Guyotat, superbe escroc

De tous les hommages à Guyotat, le meilleur et le plus juste, c’est celui de Sébastien Lamarre, ce jeune Canadien passionné de littérature et au goût, ma foi, très sûr : Joyce, Poe, Mallarmé, Roussel, Guyotat et… Nabe ! On n’a pas oublié sa vidéo (la plus vue de sa chaîne Empreintes des lettres) sur l’auteur des Porcs il y a deux ans.

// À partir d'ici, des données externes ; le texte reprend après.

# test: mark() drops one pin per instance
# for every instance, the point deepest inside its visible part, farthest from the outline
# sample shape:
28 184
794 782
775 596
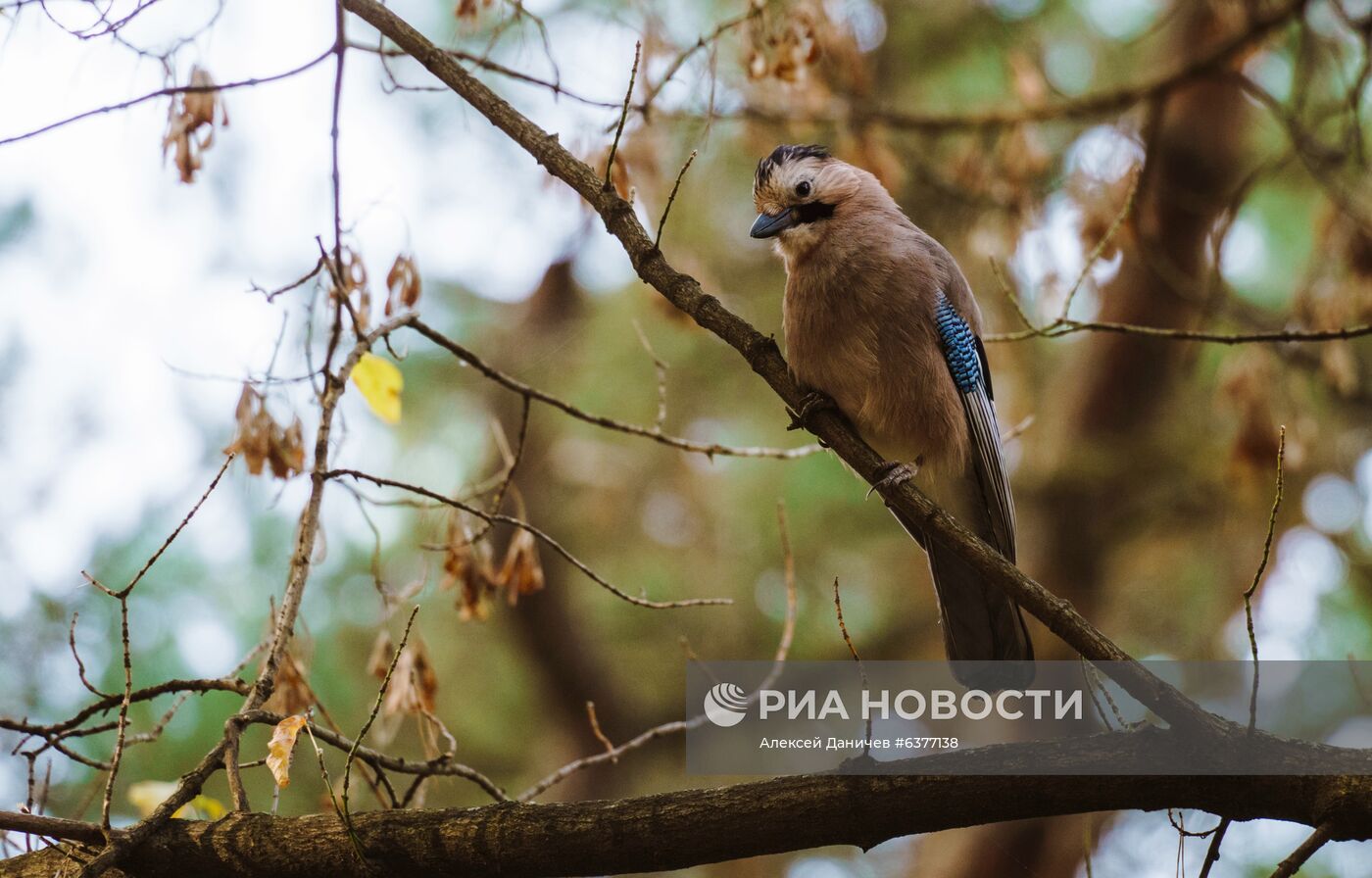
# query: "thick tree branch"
765 360
676 830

     Sur Guyotat, Lamarre ne dit pas non plus de conneries (oubliez son accent à couper le blizzard à la tronçonneuse !), il a l’honnêteté dans les deux sens : proclamer son admiration pour l’écrivain artauldo-genetien d’ Eden Eden Eden  mais souligner aussi la dérive normative qui l’a fait, dans la dernière partie de sa vie (30 ans quand même !), devenir somme toute lisible et banalement primé.
     N’oublions pas, aujourd’hui où il est mort, que Guyotat fut soutenu toute sa vie par des bourgeois exécrables comme Colette Kerber, Donatien Gruau, et sa bande sinistre des Veinstein, Adler, Alphant, Henric, et autres Millet pour qui Guyotat donnait des gages de bien-pensance bobo et débile (voir dans Les Porcs page 64, le soulignement du chiraquisme de circonstance de Guyotat en 2002) en échange de la promotion de son incompréhensibilité  de  vieux pédé tordu.
     Il y avait quelque chose d’un escroc — un escroc superbe —  chez Guyotat, mais pas quand il torturait le langage jusqu’à ce qu’il parle ( gégène de génie !), non : quand il redevenait, à volonté, ce qu’il avait toujours été au fond depuis le début : un homme de lettres trouillard de gauche qui écrivait « bien » et qui pensait (mal) comme tout le monde à Saint-Germain…
     Tout cela, Lamarre ne l’occulte pas. Comme nous, Sébastien déplore ce qui a transformé l’auteur de Tombeau pour 500 000 soldats (1967) en dénonciateur des massacres du FLN (Idiotie, prix Médicis 2018). Nous rajouterons : ce qui a métamorphosé celui de Prostitution (1975) en désapprobateur de la… prostitution (voir sa vidéo sur Toulouse- Lautrec) !…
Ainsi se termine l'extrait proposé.